Caray. Creo que los anónimos están decididos a hacerme sufrir. Si ya saben cómo soy de curioso ¿por qué me hacen esto? Apenas había hablado de lo que padecí queriendo descubrir quién era “Puntos Suspensivos” cuando recibo un mensaje de una jovencita que pone como remitente el nombre del título de esta columna, más o menos en los siguientes términos (por lo que entiendo de su mensaje, algún hermano o familiar de ella había adquirido con anterioridad mi libro):

“Hola profesor. Le diré así porque fui su alumna en el curso propedéutico de mayo pasado en la UTT. Primero que nada quiero decirle que este ‘face’ es falso, pues me apena decirle mi nombre. Sé que usted no es psicólogo, pero necesito desesperadamente un consejo. Había estado buscando una respuesta que no encontraba, y un día, sin querer, al levantar el colchón de mi cama encontré la botella, su libro El Mensaje en la Botella. No sé si andaba sensible por cómo me sentía, pero se me hizo un nudo en la garganta al estar leyendo. Su libro dice muchas verdades y mi corazón me empujó fuertemente a usted, por eso es que le pido ayuda”.

Procede entonces a hablarme extensamente de su vida y del caos que sentía en su mente y en su corazón al tratar de encontrar la felicidad sin poder hallarla. En sus palabras, vi reflejadas a muchas otras jovencitas que conozco y que pueden estar viviendo situaciones parecidas.

En el consejo que le di, comencé platicándole la parábola de aquel perro que un día vio a un perrito que daba vueltas tratando de alcanzarse la cola.

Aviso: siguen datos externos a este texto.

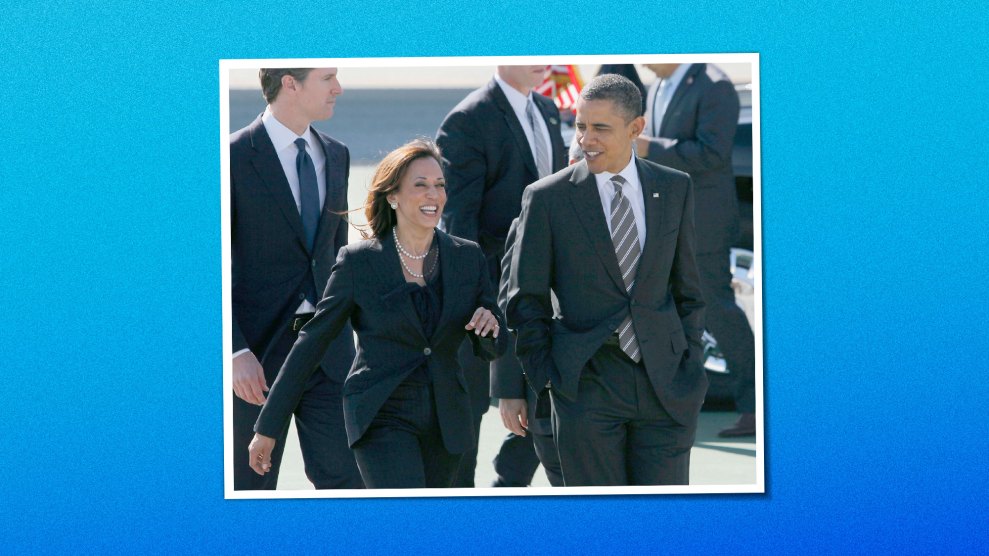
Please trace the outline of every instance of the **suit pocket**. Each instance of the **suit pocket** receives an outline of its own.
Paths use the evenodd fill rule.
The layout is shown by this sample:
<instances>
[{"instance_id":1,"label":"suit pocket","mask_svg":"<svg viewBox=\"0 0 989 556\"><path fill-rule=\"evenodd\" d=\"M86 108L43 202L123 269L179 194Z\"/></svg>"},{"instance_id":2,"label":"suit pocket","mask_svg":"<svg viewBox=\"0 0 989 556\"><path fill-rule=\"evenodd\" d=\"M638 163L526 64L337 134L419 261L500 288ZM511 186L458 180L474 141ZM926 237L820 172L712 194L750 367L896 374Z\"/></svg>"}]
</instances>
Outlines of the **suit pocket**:
<instances>
[{"instance_id":1,"label":"suit pocket","mask_svg":"<svg viewBox=\"0 0 989 556\"><path fill-rule=\"evenodd\" d=\"M677 331L670 334L670 347L673 348L673 353L683 353L687 349L687 338L683 332Z\"/></svg>"}]
</instances>

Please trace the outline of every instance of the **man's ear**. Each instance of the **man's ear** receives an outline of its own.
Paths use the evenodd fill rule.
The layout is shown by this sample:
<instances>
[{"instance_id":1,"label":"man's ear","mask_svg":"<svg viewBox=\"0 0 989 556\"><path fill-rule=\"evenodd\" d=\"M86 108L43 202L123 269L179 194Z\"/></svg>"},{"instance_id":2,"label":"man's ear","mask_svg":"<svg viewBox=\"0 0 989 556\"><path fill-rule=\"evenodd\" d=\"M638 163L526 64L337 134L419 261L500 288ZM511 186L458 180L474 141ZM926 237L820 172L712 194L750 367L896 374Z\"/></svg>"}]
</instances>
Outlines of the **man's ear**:
<instances>
[{"instance_id":1,"label":"man's ear","mask_svg":"<svg viewBox=\"0 0 989 556\"><path fill-rule=\"evenodd\" d=\"M642 135L642 130L646 128L646 119L639 116L632 120L631 126L632 137L638 137L639 135Z\"/></svg>"},{"instance_id":2,"label":"man's ear","mask_svg":"<svg viewBox=\"0 0 989 556\"><path fill-rule=\"evenodd\" d=\"M294 91L296 83L298 82L291 75L286 74L282 76L282 89Z\"/></svg>"}]
</instances>

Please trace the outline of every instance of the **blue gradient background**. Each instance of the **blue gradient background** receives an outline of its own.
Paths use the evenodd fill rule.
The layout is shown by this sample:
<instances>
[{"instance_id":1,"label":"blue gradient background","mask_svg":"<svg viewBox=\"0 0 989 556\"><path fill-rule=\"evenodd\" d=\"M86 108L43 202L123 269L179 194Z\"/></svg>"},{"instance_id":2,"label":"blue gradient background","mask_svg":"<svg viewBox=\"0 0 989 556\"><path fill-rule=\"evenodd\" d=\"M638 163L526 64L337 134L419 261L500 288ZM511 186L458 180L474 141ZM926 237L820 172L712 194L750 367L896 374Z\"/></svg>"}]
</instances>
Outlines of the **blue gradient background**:
<instances>
[{"instance_id":1,"label":"blue gradient background","mask_svg":"<svg viewBox=\"0 0 989 556\"><path fill-rule=\"evenodd\" d=\"M0 20L0 550L985 550L984 8L197 4ZM217 61L652 52L761 54L768 493L224 500Z\"/></svg>"}]
</instances>

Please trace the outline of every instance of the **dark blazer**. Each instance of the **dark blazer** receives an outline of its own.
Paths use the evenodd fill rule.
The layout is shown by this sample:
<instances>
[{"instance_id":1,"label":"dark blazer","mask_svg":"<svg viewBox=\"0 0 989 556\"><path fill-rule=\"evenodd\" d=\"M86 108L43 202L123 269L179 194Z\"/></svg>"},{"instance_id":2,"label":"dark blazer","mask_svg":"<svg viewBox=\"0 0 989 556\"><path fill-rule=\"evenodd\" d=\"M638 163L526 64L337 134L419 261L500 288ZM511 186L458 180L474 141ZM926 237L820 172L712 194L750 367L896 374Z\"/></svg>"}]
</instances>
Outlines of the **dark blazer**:
<instances>
[{"instance_id":1,"label":"dark blazer","mask_svg":"<svg viewBox=\"0 0 989 556\"><path fill-rule=\"evenodd\" d=\"M533 98L549 130L556 172L567 163L560 112L551 99ZM522 124L497 81L491 79L447 114L436 144L450 196L443 227L481 245L496 281L508 226L522 208L522 190L539 178Z\"/></svg>"},{"instance_id":2,"label":"dark blazer","mask_svg":"<svg viewBox=\"0 0 989 556\"><path fill-rule=\"evenodd\" d=\"M694 182L698 253L724 253L738 237L731 165L738 112L738 93L728 76L693 64L653 128L657 137L649 140L649 160L687 172Z\"/></svg>"},{"instance_id":3,"label":"dark blazer","mask_svg":"<svg viewBox=\"0 0 989 556\"><path fill-rule=\"evenodd\" d=\"M257 432L274 436L285 426L323 353L350 321L358 341L357 357L343 386L344 420L351 446L367 431L395 387L423 363L429 368L447 451L461 453L475 444L467 382L457 361L457 349L467 336L478 357L492 360L504 352L508 334L492 340L464 330L478 307L490 309L501 329L506 327L477 244L439 230L436 234L443 307L432 337L423 334L391 234L381 241L344 247L316 316L302 328L268 393Z\"/></svg>"},{"instance_id":4,"label":"dark blazer","mask_svg":"<svg viewBox=\"0 0 989 556\"><path fill-rule=\"evenodd\" d=\"M576 400L581 370L631 313L642 362L663 407L696 417L707 377L704 301L694 261L693 191L686 174L636 159L646 241L625 290L594 175L583 161L525 191L512 253L508 322L531 387ZM559 300L553 318L550 288ZM685 357L684 352L692 354Z\"/></svg>"},{"instance_id":5,"label":"dark blazer","mask_svg":"<svg viewBox=\"0 0 989 556\"><path fill-rule=\"evenodd\" d=\"M498 306L503 312L508 308L508 278L511 275L512 252L514 251L512 246L515 244L515 237L518 234L518 223L519 219L516 218L512 220L512 225L508 228L508 237L505 239L505 256L501 262ZM512 338L511 344L514 348L514 338ZM491 395L503 399L525 399L529 430L541 434L553 434L548 419L536 418L538 394L536 390L526 388L525 374L517 357L500 357L491 364Z\"/></svg>"},{"instance_id":6,"label":"dark blazer","mask_svg":"<svg viewBox=\"0 0 989 556\"><path fill-rule=\"evenodd\" d=\"M337 251L347 244L347 222L338 212L347 210L350 153L312 132L326 155L326 199L312 253L261 117L230 137L233 351L249 348L262 365L307 288L323 291ZM323 371L338 383L354 358L353 341L344 336L322 360Z\"/></svg>"}]
</instances>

Cuando le preguntó qué hacía, el perrito le dijo: “Estoy buscando la felicidad. Alguien me dijo que la felicidad se encuentra en mi cola, así que cuando logre alcanzarla, la felicidad será mía”. El perro mayor le respondió: “Yo también busco la felicidad. A mí también me dijeron eso alguna vez; sin embargo, yo me he dado cuenta que cada vez que trato de alcanzar mi cola esta se me escapa, así que me he dedicado a hacer lo que tengo que hacer, y entonces mi cola es la que me sigue”.

Le referí cómo a veces damos vueltas tratando de alcanzar la felicidad, creyendo que esta se encuentra en tal o cual cosa o en tal situación, pero nunca parecemos alcanzarla. Le sugerí que se dedicara a hacer lo que tiene que hacer: Vivir un paso a la vez, no estarse preocupando por problemas que tal vez nunca ocurran, hacer con entusiasmo lo que tiene que hacer en este tiempo de su vida (estudiar), disfrutar sus relaciones familiares, dar gracias por tener una familia, por su salud, porque tiene la oportunidad de estudiar, y porque tiene un futuro promisorio, que solo dependerá de que sepa manejar adecuadamente situaciones que, con el tiempo y paciencia, aprenderá a manejar. Si haces esto, le dije, antes de que te des cuenta la felicidad será la que te siga, sin que tú tengas que andarla “correteando” sin poder alcanzarla.

Le platiqué también el caso de Barajas, este joven al que le dediqué una columna hace tiempo y del que no sabemos nada desde hace año y medio, así como la pesadilla que esto ha representado para Loredana, su compañera, diciéndole: “No quiero menospreciar cómo te sientes, pero con esto te puedes dar cuenta de que hay personas con problemas realmente grandes…y reales. Así que da gracias a Dios por todo lo que sí tienes y deja de concentrarte tanto en lo que sientes que te falta”.

Lo menciono todo de manera resumida, pero obviamente los diálogos fueron más extensos. Su comentario final fue el siguiente:

“Quiero agradecerle de todo corazón; estoy sin palabras. Me ha dado un gancho al hígado, más bien unas ‘cachetadas guajoloteras’. Muchísimas gracias por su grandioso consejo, es verdaderamente lo que necesitaba, lo tomaré en cuenta, y le prometo una cosa: que cuando me esté yendo bien a causa de seguir su consejo, le mandaré un mensaje dándole las gracias nuevamente, pero ahora con mi verdadero face”.

Sentí la tentación de ponerme a psicoanalizar a mis alumnos del curso propedéutico, pero visto mi patético fracaso como investigador al intentar descubrir la identidad de Puntos Suspensivos, he optado por esperar tranquilito y sentado a que “Robert” decida presentarse por sí misma. Así que seguiré mi propio consejo; dejaré de dar vueltas tratando de hacerle al detective y me pondré a hacer lo que tengo que hacer.

Posdata para mi anónima amiga: ¿De dónde sacaste ese nombre tan jacarandoso?